Un petit bonhomme au visage bariolé de peintures de guerre et à l'étrange chapeau, composé d'un gros coquillage et de trois plumes. Cela pourrait être n'importe quel petit bonhomme, mais des petites taches de rousseur percent sous la peinture guerrière. Des petites taches de rousseur que l'on reconnaîtrait entre mille.

- Excuse-nous, Arthur, nous avions la tête ailleurs, avoue le chef de la tribu.

Les guerriers sourient au petit garçon et lui attrapent les mains afin d'agrandir le cercle. Tous prennent ensuite une longue et profonde inspiration, puis d'un même souffle vident leurs poumons sur le feu qui s'en réjouit. Rapidement, Arthur n'a plus rien à expirer, alors il inspire discrètement une autre goulée d'air et souffle à nouveau. Il sera obligé de s'y reprendre à trois fois pour finir en même temps que les grands guerriers. À croire qu'ils ont avalé des bonbonnes d'oxygène.

- Bien, très bien, lâche le chef, satisfait de cette introduction. Maintenant, le grand livre.

L'un des guerriers attrape l'ouvrage finement relié d'un cuir centenaire et le passe avec précaution à son chef qui l'ouvre en son milieu.

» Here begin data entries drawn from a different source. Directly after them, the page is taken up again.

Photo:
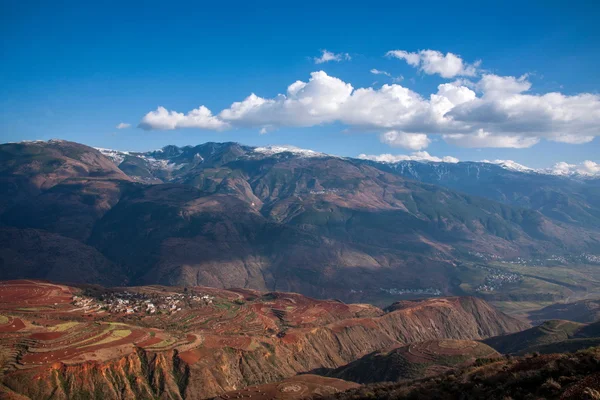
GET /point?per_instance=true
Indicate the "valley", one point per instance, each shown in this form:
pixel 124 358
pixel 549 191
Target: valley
pixel 50 344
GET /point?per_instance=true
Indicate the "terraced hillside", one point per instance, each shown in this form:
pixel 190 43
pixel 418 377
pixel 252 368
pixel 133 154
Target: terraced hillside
pixel 197 342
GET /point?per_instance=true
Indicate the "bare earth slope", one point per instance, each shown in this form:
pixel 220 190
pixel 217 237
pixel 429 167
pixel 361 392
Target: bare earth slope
pixel 413 361
pixel 222 214
pixel 202 341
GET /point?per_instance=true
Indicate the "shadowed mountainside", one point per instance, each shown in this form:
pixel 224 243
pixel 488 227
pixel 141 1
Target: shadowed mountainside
pixel 226 215
pixel 413 361
pixel 554 377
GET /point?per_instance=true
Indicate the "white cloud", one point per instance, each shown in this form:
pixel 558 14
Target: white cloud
pixel 510 164
pixel 378 72
pixel 496 111
pixel 395 79
pixel 482 139
pixel 162 119
pixel 416 156
pixel 327 56
pixel 588 168
pixel 434 62
pixel 411 141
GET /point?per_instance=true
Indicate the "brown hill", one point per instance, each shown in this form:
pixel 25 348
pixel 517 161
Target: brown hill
pixel 297 387
pixel 204 341
pixel 416 360
pixel 225 215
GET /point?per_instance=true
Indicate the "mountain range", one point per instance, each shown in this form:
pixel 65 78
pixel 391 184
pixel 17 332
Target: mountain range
pixel 275 218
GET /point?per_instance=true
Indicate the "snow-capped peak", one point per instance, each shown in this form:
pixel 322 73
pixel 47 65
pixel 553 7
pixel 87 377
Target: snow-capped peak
pixel 115 156
pixel 270 150
pixel 510 164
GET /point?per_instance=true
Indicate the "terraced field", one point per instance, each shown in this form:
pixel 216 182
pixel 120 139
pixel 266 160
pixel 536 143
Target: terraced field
pixel 40 319
pixel 198 342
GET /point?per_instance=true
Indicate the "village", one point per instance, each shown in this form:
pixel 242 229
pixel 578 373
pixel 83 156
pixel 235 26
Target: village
pixel 125 302
pixel 496 279
pixel 425 291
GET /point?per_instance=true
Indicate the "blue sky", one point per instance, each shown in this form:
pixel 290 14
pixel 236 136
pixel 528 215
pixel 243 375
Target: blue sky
pixel 75 70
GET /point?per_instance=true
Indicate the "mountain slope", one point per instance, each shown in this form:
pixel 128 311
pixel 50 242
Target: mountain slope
pixel 553 377
pixel 574 201
pixel 71 342
pixel 550 337
pixel 226 215
pixel 413 361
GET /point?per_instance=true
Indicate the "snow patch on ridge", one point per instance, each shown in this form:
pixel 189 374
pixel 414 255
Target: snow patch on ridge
pixel 271 150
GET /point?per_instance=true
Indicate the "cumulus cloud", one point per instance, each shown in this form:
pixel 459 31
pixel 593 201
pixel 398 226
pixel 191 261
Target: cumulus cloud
pixel 378 72
pixel 163 119
pixel 395 79
pixel 327 56
pixel 416 156
pixel 495 111
pixel 434 62
pixel 411 141
pixel 510 164
pixel 481 139
pixel 588 168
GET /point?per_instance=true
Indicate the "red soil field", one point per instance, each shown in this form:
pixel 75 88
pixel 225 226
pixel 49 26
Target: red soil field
pixel 14 325
pixel 46 335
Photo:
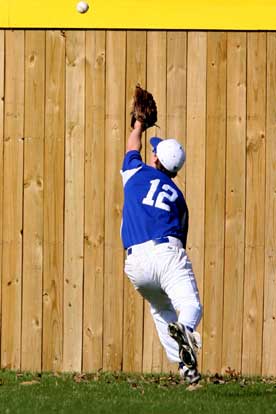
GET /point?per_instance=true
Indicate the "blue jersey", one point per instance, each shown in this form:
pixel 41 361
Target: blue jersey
pixel 154 206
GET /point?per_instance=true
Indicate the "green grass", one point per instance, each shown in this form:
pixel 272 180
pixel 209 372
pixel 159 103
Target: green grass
pixel 122 393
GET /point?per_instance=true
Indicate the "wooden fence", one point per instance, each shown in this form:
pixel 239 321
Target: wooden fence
pixel 64 119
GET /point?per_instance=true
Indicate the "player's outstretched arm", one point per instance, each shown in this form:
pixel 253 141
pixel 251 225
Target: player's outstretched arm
pixel 135 138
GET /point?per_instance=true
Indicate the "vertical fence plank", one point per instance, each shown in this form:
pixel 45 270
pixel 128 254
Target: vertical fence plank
pixel 2 86
pixel 156 83
pixel 94 201
pixel 269 341
pixel 215 200
pixel 13 200
pixel 177 92
pixel 53 202
pixel 235 201
pixel 33 200
pixel 114 152
pixel 255 204
pixel 133 302
pixel 74 200
pixel 176 110
pixel 196 149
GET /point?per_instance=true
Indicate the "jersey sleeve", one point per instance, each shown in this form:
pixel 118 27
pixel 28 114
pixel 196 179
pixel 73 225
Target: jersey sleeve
pixel 132 160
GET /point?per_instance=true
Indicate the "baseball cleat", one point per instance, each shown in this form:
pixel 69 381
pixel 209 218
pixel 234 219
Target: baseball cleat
pixel 186 343
pixel 192 376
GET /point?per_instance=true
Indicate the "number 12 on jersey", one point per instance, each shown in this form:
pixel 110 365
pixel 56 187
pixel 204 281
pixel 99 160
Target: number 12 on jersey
pixel 157 198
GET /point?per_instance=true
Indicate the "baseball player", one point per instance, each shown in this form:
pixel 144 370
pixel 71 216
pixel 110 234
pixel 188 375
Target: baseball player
pixel 154 233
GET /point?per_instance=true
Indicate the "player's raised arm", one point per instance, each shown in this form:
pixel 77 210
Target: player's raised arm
pixel 135 138
pixel 143 116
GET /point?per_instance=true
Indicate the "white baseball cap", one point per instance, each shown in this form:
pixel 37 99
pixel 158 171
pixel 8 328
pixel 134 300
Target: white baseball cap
pixel 169 152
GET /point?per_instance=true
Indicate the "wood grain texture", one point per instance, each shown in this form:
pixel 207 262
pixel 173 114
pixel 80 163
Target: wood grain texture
pixel 235 201
pixel 53 202
pixel 114 152
pixel 133 302
pixel 196 152
pixel 255 204
pixel 94 201
pixel 74 200
pixel 33 200
pixel 176 108
pixel 215 200
pixel 13 200
pixel 269 339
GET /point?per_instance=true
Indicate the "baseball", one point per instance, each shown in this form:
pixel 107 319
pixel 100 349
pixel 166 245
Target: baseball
pixel 82 7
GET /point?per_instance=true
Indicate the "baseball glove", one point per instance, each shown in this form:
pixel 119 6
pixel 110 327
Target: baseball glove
pixel 144 108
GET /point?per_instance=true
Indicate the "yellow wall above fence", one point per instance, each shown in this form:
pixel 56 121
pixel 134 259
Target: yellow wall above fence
pixel 138 14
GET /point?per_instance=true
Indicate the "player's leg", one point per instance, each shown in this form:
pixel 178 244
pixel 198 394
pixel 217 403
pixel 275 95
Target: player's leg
pixel 181 287
pixel 142 275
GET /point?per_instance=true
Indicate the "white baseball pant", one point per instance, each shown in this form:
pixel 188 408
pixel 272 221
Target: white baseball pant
pixel 163 275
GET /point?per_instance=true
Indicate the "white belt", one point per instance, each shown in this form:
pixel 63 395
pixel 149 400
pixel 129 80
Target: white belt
pixel 136 248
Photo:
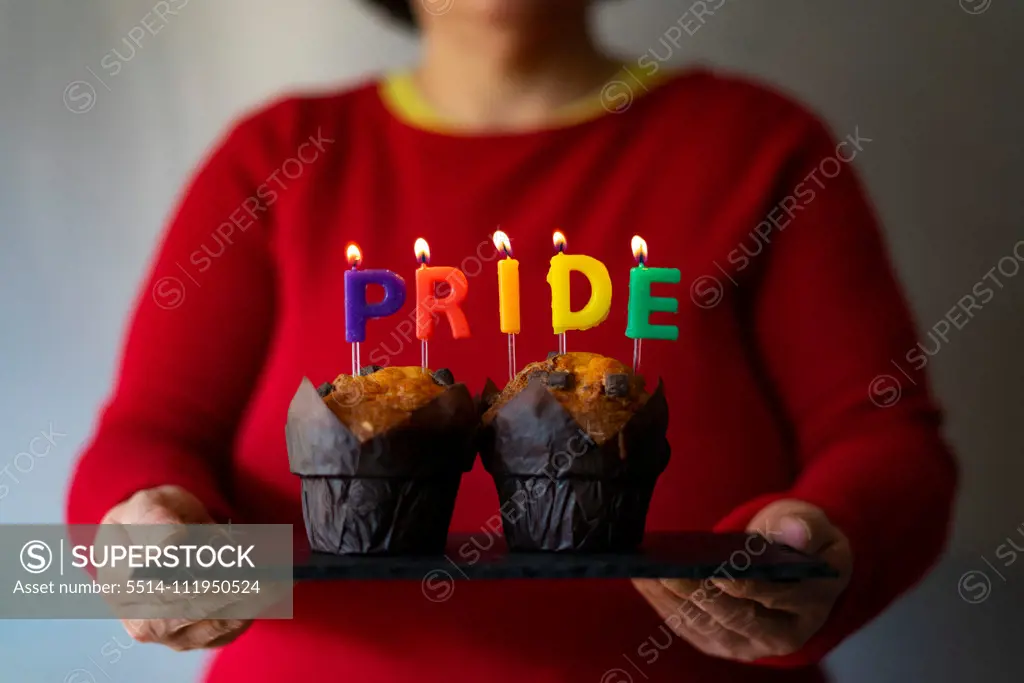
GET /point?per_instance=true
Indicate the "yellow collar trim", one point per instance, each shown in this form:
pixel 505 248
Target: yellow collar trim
pixel 402 98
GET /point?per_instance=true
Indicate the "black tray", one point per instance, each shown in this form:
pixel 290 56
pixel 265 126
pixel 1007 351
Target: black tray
pixel 675 555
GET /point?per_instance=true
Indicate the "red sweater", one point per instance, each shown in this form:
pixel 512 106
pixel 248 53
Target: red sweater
pixel 788 311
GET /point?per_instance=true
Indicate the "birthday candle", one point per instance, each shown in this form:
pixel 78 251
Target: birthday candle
pixel 357 309
pixel 596 310
pixel 508 286
pixel 427 279
pixel 642 303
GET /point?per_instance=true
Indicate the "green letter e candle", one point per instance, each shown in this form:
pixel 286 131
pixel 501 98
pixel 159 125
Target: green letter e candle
pixel 642 303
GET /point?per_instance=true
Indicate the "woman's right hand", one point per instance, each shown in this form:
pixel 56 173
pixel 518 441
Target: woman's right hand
pixel 172 505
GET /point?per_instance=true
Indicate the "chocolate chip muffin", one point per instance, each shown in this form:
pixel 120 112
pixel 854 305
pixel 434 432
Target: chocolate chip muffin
pixel 574 444
pixel 381 455
pixel 600 393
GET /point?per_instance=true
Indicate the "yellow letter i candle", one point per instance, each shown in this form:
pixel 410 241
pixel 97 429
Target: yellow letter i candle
pixel 508 294
pixel 642 303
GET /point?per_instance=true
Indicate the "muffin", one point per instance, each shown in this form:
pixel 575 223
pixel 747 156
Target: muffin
pixel 381 456
pixel 574 444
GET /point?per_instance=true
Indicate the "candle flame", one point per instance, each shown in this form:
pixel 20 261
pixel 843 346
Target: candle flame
pixel 559 241
pixel 422 250
pixel 639 247
pixel 353 254
pixel 503 244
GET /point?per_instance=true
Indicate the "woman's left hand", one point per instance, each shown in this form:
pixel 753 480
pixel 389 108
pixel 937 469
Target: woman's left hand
pixel 745 620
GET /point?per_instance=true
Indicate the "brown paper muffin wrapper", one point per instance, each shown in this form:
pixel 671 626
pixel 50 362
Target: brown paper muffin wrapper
pixel 392 494
pixel 561 491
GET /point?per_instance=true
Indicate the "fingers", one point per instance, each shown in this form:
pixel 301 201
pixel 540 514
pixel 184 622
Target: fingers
pixel 184 635
pixel 747 617
pixel 796 523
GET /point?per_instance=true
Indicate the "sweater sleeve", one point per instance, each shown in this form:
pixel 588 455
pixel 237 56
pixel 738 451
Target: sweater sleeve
pixel 195 347
pixel 838 346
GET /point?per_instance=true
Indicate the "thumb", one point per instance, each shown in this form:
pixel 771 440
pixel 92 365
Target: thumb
pixel 794 523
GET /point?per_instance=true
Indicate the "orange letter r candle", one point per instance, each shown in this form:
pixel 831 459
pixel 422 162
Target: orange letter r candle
pixel 427 303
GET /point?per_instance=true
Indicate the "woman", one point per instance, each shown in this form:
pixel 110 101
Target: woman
pixel 786 418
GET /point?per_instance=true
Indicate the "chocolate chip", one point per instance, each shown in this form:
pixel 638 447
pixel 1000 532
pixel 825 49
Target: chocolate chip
pixel 560 380
pixel 616 385
pixel 444 377
pixel 538 376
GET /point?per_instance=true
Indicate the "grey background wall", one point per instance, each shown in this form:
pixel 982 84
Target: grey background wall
pixel 936 84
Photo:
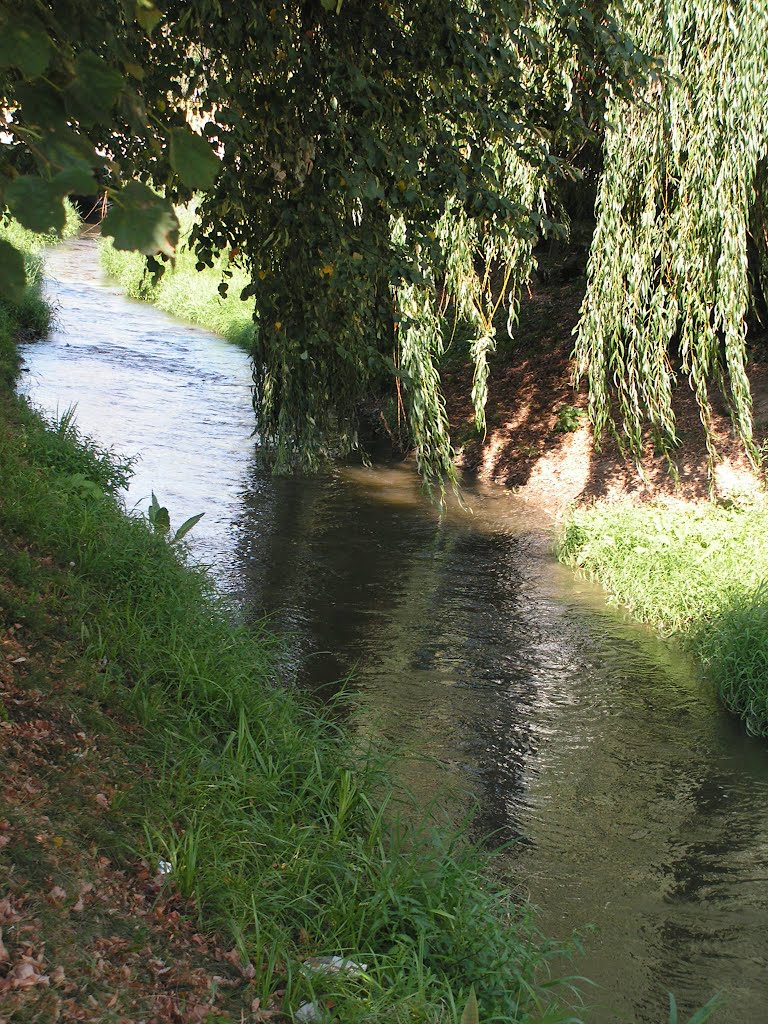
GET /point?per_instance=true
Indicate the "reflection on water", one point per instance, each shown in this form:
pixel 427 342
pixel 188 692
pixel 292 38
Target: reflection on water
pixel 636 804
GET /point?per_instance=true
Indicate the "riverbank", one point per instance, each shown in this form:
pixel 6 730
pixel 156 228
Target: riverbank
pixel 183 291
pixel 539 445
pixel 167 801
pixel 697 572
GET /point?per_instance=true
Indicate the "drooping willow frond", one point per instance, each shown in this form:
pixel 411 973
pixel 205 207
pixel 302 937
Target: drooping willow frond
pixel 669 260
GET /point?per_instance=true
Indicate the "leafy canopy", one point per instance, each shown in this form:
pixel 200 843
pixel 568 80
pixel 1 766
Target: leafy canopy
pixel 370 164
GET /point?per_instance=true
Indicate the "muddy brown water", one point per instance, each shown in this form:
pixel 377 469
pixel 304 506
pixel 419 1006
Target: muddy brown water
pixel 634 803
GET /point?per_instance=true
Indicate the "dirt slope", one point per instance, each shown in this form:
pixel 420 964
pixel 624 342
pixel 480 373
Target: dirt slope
pixel 531 399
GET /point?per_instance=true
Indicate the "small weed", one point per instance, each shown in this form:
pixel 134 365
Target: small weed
pixel 568 419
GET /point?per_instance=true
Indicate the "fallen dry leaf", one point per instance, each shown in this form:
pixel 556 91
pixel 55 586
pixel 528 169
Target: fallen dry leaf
pixel 27 974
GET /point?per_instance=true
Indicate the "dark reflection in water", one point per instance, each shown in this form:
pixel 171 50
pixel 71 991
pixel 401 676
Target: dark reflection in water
pixel 634 802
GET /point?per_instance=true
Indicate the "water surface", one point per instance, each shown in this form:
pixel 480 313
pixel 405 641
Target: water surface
pixel 634 803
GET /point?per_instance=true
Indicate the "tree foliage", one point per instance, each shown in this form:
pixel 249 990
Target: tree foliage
pixel 682 201
pixel 368 163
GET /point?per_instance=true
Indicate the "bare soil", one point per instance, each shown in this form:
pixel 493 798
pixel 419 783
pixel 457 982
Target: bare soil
pixel 524 450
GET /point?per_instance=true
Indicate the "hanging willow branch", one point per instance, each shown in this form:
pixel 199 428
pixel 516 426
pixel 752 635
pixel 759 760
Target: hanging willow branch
pixel 669 260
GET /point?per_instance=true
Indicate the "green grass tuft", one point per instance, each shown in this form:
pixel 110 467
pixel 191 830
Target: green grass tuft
pixel 184 292
pixel 288 838
pixel 698 572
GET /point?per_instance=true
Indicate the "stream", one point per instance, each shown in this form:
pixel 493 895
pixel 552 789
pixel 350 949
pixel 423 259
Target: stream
pixel 628 800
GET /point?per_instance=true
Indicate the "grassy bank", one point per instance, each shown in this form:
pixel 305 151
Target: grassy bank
pixel 699 572
pixel 31 317
pixel 184 292
pixel 284 837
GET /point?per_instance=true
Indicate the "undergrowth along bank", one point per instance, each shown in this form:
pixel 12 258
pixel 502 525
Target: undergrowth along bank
pixel 185 292
pixel 699 572
pixel 32 316
pixel 287 837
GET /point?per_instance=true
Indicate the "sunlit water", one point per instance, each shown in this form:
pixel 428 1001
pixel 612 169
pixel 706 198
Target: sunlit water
pixel 637 805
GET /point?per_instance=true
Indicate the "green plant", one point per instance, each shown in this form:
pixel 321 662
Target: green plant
pixel 698 573
pixel 568 419
pixel 160 521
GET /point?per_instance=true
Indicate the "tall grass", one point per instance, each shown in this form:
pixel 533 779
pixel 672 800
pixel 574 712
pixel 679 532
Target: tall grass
pixel 184 292
pixel 287 836
pixel 698 572
pixel 32 316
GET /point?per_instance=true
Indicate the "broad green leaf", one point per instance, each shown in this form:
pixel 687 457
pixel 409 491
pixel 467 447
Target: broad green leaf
pixel 147 15
pixel 141 220
pixel 77 178
pixel 41 103
pixel 186 525
pixel 67 146
pixel 25 44
pixel 12 275
pixel 91 94
pixel 36 204
pixel 193 159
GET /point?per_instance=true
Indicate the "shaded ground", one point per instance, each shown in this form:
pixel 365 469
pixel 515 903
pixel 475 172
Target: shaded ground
pixel 84 937
pixel 539 441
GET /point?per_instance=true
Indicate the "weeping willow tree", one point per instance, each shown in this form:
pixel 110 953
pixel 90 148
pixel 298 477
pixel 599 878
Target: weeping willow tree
pixel 681 218
pixel 374 167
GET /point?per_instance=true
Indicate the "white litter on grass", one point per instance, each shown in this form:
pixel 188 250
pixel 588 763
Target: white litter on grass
pixel 308 1013
pixel 325 965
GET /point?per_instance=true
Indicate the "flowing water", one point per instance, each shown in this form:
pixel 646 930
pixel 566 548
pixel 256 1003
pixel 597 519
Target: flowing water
pixel 634 802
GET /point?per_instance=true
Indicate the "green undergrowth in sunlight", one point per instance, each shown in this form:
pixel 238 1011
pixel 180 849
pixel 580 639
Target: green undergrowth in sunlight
pixel 184 292
pixel 32 316
pixel 285 835
pixel 696 571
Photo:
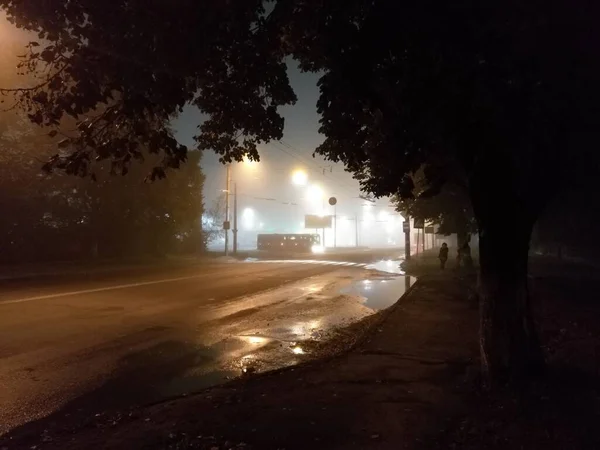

- Aujourd'hui, cent trente-septième jour du calendrier sélenniel, la fleur du jour est la marguerite, et nous allons l'honorer. Sans attendre, chacun des guerriers, Arthur y compris, jette une marguerite dans le petit pot de terre qui chauffe sur le feu. L'eau frétille et les marguerites se ramollissent.

Arthur regarde la mixture se préparer, curieux et dégoûté à la fois. Même si cela sonne bien, la « soupe de marguerites » ne fait pas partie de ses plats préférés.

À l'aide d'une louche en bois, visiblement taillée à la main, le chef sert un plein bol de la soupe du jour à Arthur. L'enfant grimace un merci à peine audible.

- Le proverbe du jour ! annonce le chef en lisant la page de droite du grand livre. « La nature te nourrit tous les jours. Un jour tu nourriras la nature. Ainsi le veut le grand cercle de la vie. »

Arthur reste muet, autant préoccupé par le contenu de son bol que par celui de la phrase. S'il n'a rien contre le principe de donner un jour son corps à la nature, il espère néanmoins que ce sera le plus tard possible et que cette charmante soupe à la marguerite n'est pas là pour avancer cette promesse. Et puis, elle sent bizarre, cette soupe. Il n'y a pas que de la marguerite là-dedans, Arthur en est persuadé.

- Vas-y, bois ! lui dit gentiment le chef.

« Pourquoi si gentiment ? Et pourquoi ne boivent-ils pas, eux ? » se demande Arthur, soudain méfiant. Mais les visages sont fermés et il n'obtient aucune réponse.

- C'est un peu chaud ! réplique le petit garçon, décidément toujours aussi malin.

Le chef a senti sa réticence. Il lui sourit avec affection. Il comprend évidemment que ces rites de grands guerriers puissent impressionner le petit bonhomme qu'il est. Alors, histoire de montrer l'exemple, le chef avale le contenu de son bol, en une seule longue et lente gorgée. Les quatre guerriers font de même. Sans sourciller, sans grimacer. Arthur grimace pour eux. Puis tous les regards se tournent vers lui.

Même si personne ne dit rien, il paraît clair que refuser de boire le breuvage serait pris comme un affront, pire encore, une insulte. Et insulter un grand guerrier matassalaï est sûrement la meilleure façon de finir dépecé, cousu à côté de Zabo le zébu qui trône au-dessus de la tête d'Arthur. Il n'a donc pas le choix. Plutôt mourir avec dignité que mourir de honte. Arthur bloque sa respiration et avale tout le liquide d'une seule traite, comme quand sa mère lui donne à boire cet infâme sirop spécialement conçu pour dégoûter les enfants et qui, éventuellement, soigne les bronchites.